Planting for the future

She urged governments to promote tree-planting programmes and meet global recommendations of 10 percent forest cover. "This will translate into 25 trees per acre," she said. "It does not matter whether the trees are planted as a forest or interspersed or whether they are for fruit production or for fuel."

Globally, at least 4.4 million trees are cut down every day and 1.6 billion trees lost every year. World Agroforestry Centre Director General, Dennis Garrity, said one billion of those trees were not replaced.

Garrity said planting the right kind of trees was also important.

Some species lower the water table and cause more problems, meaning small-holders need to be equipped with a knowledge of agroforestry and its effects. This includes information on integrating ‘working’ trees (trees for nutrition, fodder, fuel wood, timber, and medicinal trees) into agriculturally productive landscapes. By so doing, trees not only help redress climate change, but protect biodiversity and sustain livelihoods.

Sustainable livestock

Experts have linked frequent droughts and floods in eastern
Africa to the widespread deforestation in the region, exacerbated in areas where pastoral farming dominates.

Experts have linked frequent droughts and floods in eastern Africa to the widespread deforestation in the region, exacerbated in areas where pastoral farming dominates.

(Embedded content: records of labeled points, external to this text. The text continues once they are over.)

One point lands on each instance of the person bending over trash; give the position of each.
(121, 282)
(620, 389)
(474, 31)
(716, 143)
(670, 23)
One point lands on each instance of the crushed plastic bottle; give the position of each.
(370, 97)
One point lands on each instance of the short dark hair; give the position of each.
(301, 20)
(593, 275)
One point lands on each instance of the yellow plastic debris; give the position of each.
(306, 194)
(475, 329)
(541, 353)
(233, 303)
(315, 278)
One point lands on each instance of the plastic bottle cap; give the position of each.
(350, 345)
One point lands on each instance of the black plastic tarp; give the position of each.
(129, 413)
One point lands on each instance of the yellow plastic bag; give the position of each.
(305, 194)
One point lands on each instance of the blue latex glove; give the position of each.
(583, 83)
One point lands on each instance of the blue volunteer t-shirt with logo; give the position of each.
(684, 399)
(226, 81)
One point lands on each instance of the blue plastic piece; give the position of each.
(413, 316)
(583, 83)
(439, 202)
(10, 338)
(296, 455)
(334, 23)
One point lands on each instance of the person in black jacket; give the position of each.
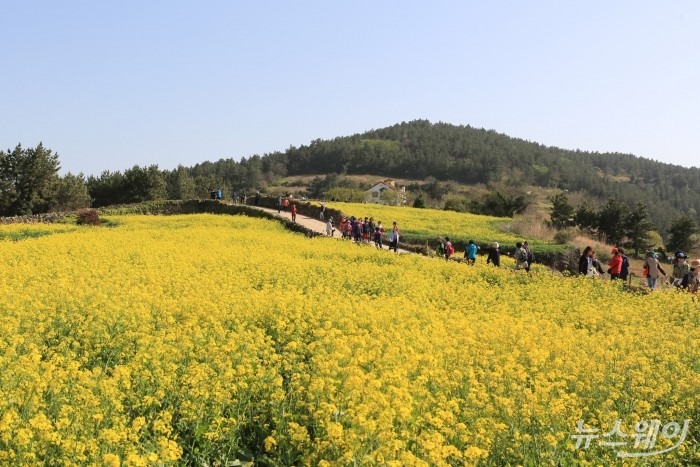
(494, 255)
(586, 261)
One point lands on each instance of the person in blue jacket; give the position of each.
(470, 252)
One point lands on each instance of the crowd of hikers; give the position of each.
(684, 275)
(367, 230)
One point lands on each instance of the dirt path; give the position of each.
(316, 225)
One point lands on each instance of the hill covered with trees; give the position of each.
(416, 150)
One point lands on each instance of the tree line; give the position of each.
(618, 224)
(418, 150)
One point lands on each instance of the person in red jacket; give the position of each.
(615, 264)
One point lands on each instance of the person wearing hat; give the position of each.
(494, 255)
(680, 269)
(615, 264)
(693, 277)
(652, 266)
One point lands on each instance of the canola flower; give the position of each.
(209, 339)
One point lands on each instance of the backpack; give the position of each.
(522, 255)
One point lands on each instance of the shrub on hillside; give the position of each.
(563, 237)
(88, 217)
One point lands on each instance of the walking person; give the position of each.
(625, 269)
(378, 237)
(615, 264)
(449, 248)
(530, 256)
(680, 269)
(692, 279)
(394, 238)
(585, 262)
(494, 255)
(440, 250)
(470, 252)
(520, 256)
(652, 268)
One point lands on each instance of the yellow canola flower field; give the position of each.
(209, 339)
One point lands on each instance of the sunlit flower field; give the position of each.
(221, 340)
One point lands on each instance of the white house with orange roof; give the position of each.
(374, 194)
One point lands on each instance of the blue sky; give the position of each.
(108, 85)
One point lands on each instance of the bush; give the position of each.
(563, 237)
(88, 217)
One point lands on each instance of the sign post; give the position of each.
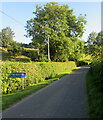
(19, 75)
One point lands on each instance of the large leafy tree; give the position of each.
(52, 27)
(95, 44)
(7, 37)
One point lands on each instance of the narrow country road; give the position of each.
(64, 98)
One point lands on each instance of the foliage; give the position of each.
(53, 28)
(95, 90)
(95, 44)
(6, 37)
(31, 53)
(95, 83)
(15, 50)
(36, 72)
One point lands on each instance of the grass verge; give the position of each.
(10, 99)
(95, 98)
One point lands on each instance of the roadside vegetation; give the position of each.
(95, 75)
(56, 49)
(12, 98)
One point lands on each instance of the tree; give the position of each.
(52, 27)
(7, 37)
(95, 44)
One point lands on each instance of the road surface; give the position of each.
(64, 98)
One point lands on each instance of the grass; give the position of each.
(95, 98)
(10, 99)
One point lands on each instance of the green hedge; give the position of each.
(95, 89)
(36, 72)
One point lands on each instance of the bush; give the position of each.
(36, 72)
(15, 50)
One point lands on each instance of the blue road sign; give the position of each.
(17, 75)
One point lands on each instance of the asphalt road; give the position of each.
(64, 98)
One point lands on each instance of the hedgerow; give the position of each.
(95, 89)
(36, 72)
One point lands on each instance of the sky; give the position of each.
(15, 14)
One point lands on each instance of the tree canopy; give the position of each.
(6, 37)
(55, 26)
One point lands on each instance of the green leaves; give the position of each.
(58, 24)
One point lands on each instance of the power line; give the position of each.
(11, 18)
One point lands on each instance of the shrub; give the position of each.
(36, 72)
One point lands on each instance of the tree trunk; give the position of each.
(48, 51)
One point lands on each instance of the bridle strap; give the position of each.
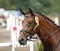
(50, 34)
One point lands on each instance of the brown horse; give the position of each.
(48, 32)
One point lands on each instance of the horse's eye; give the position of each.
(29, 23)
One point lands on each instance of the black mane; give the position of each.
(46, 18)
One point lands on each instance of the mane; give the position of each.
(46, 18)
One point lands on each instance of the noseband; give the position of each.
(49, 35)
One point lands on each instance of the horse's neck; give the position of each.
(46, 25)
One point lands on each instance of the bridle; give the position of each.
(45, 37)
(49, 35)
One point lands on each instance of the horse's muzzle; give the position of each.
(22, 41)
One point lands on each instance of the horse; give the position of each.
(46, 29)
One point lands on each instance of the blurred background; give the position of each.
(50, 8)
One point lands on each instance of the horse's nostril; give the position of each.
(22, 39)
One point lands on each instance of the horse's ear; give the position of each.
(22, 11)
(31, 11)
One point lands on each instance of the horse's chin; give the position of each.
(23, 43)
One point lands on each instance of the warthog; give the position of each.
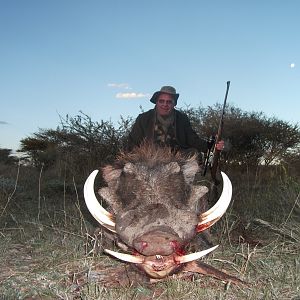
(156, 210)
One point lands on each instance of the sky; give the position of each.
(107, 57)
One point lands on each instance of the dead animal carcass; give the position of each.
(156, 210)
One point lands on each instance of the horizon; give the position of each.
(107, 59)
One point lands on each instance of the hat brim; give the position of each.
(156, 94)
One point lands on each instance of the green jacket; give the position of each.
(186, 137)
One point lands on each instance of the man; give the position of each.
(166, 126)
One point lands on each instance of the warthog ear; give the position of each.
(172, 168)
(129, 168)
(189, 170)
(110, 173)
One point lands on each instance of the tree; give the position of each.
(78, 143)
(254, 138)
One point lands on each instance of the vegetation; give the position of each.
(47, 242)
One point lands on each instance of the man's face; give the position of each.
(164, 104)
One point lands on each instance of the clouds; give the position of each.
(126, 95)
(119, 85)
(132, 95)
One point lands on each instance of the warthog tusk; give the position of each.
(126, 257)
(98, 212)
(211, 216)
(193, 256)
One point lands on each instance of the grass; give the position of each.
(46, 249)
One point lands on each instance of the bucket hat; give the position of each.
(165, 90)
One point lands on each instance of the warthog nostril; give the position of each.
(143, 245)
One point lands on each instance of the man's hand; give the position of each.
(220, 145)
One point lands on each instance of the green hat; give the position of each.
(165, 90)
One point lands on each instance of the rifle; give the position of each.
(212, 157)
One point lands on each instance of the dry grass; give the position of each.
(46, 249)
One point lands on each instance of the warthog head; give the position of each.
(155, 208)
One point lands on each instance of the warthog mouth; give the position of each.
(159, 266)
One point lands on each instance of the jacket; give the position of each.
(186, 137)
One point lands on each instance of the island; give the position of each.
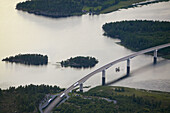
(28, 59)
(66, 8)
(80, 62)
(140, 34)
(115, 99)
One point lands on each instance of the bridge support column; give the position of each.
(103, 77)
(128, 66)
(155, 57)
(81, 87)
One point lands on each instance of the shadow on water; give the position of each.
(139, 70)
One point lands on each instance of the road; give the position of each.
(81, 81)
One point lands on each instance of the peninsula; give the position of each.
(28, 59)
(80, 62)
(138, 35)
(65, 8)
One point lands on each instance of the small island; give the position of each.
(80, 62)
(66, 8)
(28, 59)
(138, 35)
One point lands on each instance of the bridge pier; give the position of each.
(81, 87)
(155, 56)
(128, 67)
(103, 77)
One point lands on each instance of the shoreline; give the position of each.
(120, 5)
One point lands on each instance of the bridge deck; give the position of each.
(81, 81)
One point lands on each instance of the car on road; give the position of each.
(76, 84)
(62, 95)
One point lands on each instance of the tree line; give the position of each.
(138, 35)
(64, 8)
(28, 59)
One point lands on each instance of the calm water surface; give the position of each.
(63, 38)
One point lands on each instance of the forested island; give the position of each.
(65, 8)
(28, 59)
(25, 99)
(138, 35)
(113, 99)
(80, 62)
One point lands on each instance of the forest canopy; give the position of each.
(65, 8)
(28, 59)
(138, 35)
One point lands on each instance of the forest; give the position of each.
(24, 99)
(125, 100)
(28, 59)
(80, 62)
(138, 35)
(65, 8)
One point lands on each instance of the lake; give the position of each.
(62, 38)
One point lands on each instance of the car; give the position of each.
(49, 100)
(62, 95)
(76, 84)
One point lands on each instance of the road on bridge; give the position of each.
(81, 81)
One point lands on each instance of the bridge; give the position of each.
(103, 70)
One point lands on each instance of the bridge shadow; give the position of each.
(139, 70)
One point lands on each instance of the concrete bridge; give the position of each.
(103, 71)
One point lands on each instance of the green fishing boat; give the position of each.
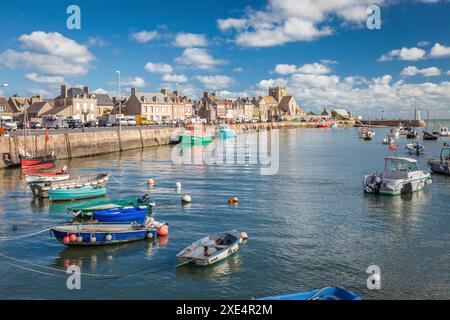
(76, 194)
(143, 202)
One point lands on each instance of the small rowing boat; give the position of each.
(105, 234)
(211, 249)
(319, 294)
(88, 184)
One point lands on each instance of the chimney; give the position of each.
(63, 91)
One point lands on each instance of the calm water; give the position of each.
(310, 226)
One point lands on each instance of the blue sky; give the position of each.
(323, 52)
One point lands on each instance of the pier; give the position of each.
(68, 145)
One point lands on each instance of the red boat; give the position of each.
(37, 162)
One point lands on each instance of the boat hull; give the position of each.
(122, 215)
(186, 139)
(320, 294)
(118, 234)
(37, 162)
(76, 194)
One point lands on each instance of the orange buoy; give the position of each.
(163, 231)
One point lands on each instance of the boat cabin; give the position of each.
(398, 168)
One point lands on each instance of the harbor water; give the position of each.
(310, 226)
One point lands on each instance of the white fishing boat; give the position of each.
(443, 131)
(401, 176)
(211, 249)
(388, 140)
(415, 148)
(394, 133)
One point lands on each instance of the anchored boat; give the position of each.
(212, 249)
(415, 148)
(87, 187)
(195, 134)
(401, 176)
(319, 294)
(225, 132)
(44, 177)
(441, 166)
(105, 234)
(88, 210)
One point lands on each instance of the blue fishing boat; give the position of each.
(319, 294)
(76, 194)
(134, 214)
(105, 233)
(225, 132)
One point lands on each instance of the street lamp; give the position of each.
(120, 103)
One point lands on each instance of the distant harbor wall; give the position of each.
(87, 144)
(393, 123)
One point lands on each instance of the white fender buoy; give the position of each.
(186, 199)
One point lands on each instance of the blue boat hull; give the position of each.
(120, 237)
(319, 294)
(137, 215)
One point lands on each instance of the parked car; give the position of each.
(90, 124)
(104, 123)
(35, 125)
(75, 123)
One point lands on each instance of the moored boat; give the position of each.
(401, 176)
(319, 294)
(415, 148)
(97, 181)
(43, 177)
(105, 234)
(211, 249)
(88, 210)
(441, 165)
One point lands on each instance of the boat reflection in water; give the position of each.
(101, 258)
(406, 206)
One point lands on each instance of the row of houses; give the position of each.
(160, 106)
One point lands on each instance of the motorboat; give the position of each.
(401, 176)
(441, 165)
(415, 148)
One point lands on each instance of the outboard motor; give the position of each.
(375, 183)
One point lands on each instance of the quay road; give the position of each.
(39, 132)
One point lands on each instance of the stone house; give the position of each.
(75, 102)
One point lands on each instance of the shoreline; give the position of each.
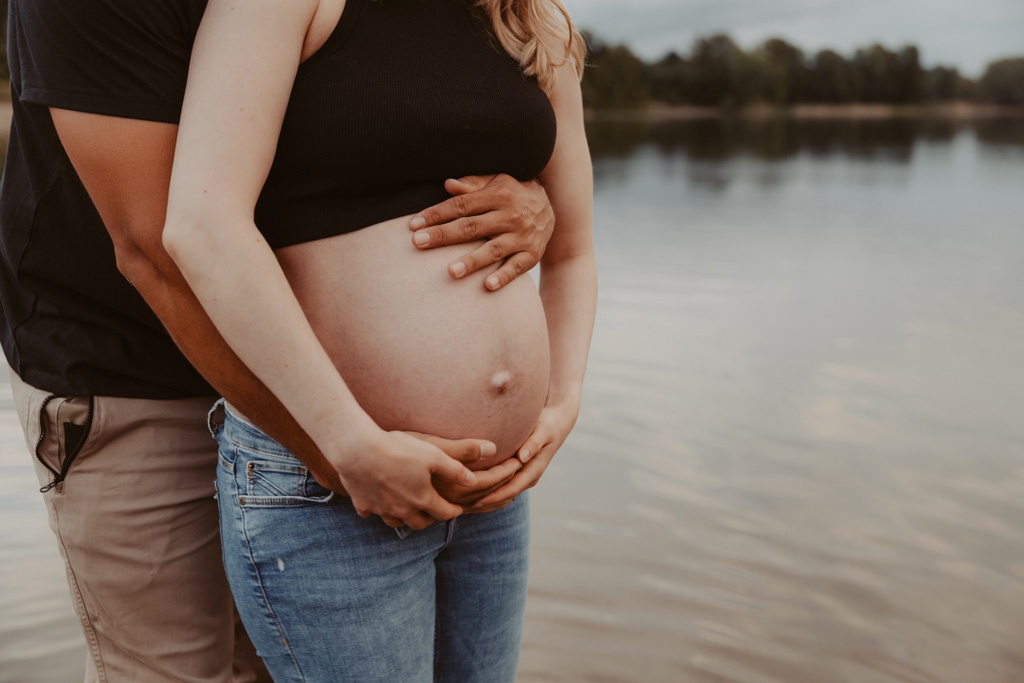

"There is a need to plant trees in these places because a poor environment will not support grazing land. Livestock-keeping communities should consider reducing the sizes of their herds to sustainable levels," Maathai said.

UNEP and partner conservationist groups launched 'The Billion Tree Campaign' in November 2006, aiming to plant a billion trees around the world in 2007.

Achim Steiner, UNEP's executive director, said the project had surpassed its original target, with more than a billion trees pledged and 13 million already planted.